Et cette adresse, c'était:
Pour François, maréchal de Montmorency.
La vieille demeura stupéfaite et remplie de remords. En effet, elle voyait clairement qu'il n'y avait pas la moindre connivence entre la Dame en noir et le chevalier de Pardaillan; d'où sa stupéfaction. Et d'autre part, sa curiosité demeurait inassouvie, puisqu'il y avait une deuxième lettre à ouvrir; d'où son remords.
Héroïquement, elle résista plusieurs jours à l'envie démesurée de savoir ce qu'une pauvre ouvrière comme sa locataire pouvait bien avoir à dire à un grand seigneur comme François de Montmorency.
Enfin, elle n'y tint plus. Elle courut à la lettre, la déposa sur une table, s'assit et fit sauter le cachet.
A ce moment, elle bondit. On venait de heurter à sa porte.

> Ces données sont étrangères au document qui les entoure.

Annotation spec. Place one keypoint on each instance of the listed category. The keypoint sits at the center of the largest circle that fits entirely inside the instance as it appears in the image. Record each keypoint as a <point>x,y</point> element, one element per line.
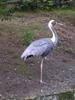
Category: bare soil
<point>19,79</point>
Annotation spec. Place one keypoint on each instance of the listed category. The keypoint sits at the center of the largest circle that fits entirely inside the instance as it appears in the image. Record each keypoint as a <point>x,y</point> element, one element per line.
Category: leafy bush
<point>28,36</point>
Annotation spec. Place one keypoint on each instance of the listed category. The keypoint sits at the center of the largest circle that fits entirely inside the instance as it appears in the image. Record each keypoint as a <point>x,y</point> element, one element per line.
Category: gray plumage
<point>41,47</point>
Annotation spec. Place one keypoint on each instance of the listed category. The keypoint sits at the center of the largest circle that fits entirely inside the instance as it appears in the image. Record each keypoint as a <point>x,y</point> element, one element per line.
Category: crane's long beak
<point>59,23</point>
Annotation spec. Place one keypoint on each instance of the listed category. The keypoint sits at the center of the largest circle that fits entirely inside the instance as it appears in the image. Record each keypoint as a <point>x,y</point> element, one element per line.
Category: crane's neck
<point>55,36</point>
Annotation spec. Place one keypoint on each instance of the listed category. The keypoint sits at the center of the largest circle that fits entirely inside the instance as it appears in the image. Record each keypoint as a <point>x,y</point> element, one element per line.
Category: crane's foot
<point>42,82</point>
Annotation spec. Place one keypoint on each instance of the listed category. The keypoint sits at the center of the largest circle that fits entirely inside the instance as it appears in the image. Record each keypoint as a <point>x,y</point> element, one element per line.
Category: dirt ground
<point>19,79</point>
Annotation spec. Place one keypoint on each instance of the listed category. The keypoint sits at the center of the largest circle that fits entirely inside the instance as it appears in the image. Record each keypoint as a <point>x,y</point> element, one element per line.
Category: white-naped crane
<point>42,47</point>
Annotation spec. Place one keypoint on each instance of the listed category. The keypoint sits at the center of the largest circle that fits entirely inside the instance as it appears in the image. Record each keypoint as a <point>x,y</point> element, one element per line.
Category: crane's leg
<point>41,67</point>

Au même instant, cette porte s'ouvrit. La vieille jeta un cri de terreur. Dans son impatience, elle avait oublié de s'enfermer. Et quelqu'un entrait.
Et ce quelqu'un, c'était le chevalier de Pardaillan!
—Vous! cria dame Maguelonne en couvrant de ses mains tremblantes les papiers restés sur la table.
Le chevalier demeura un instant étonné.
—Cette vieille me connaît donc? songeait-il.
Puis saluant avec politesse:
—Madame, dit-il, rassurez-vous, je ne vous veux aucun mal; pardonnez-moi seulement d'entrer ainsi chez vous et de vous avoir effrayée peut-être... un grave intérêt m'a fait oublier un instant les convenances.
—Oui, la lettre! fît la vieille réellement effarée.
—Quelle lettre? demanda Pardaillan de plus en plus étonné.
Dame Maguelonne se mordit les lèvres; elle venait de se trahir; elle essaya maladroitement de cacher les papiers, mais Pardaillan les avait vus et ne les perdait plus des yeux.
—Vous n'êtes donc plus en prison? reprit la vieille.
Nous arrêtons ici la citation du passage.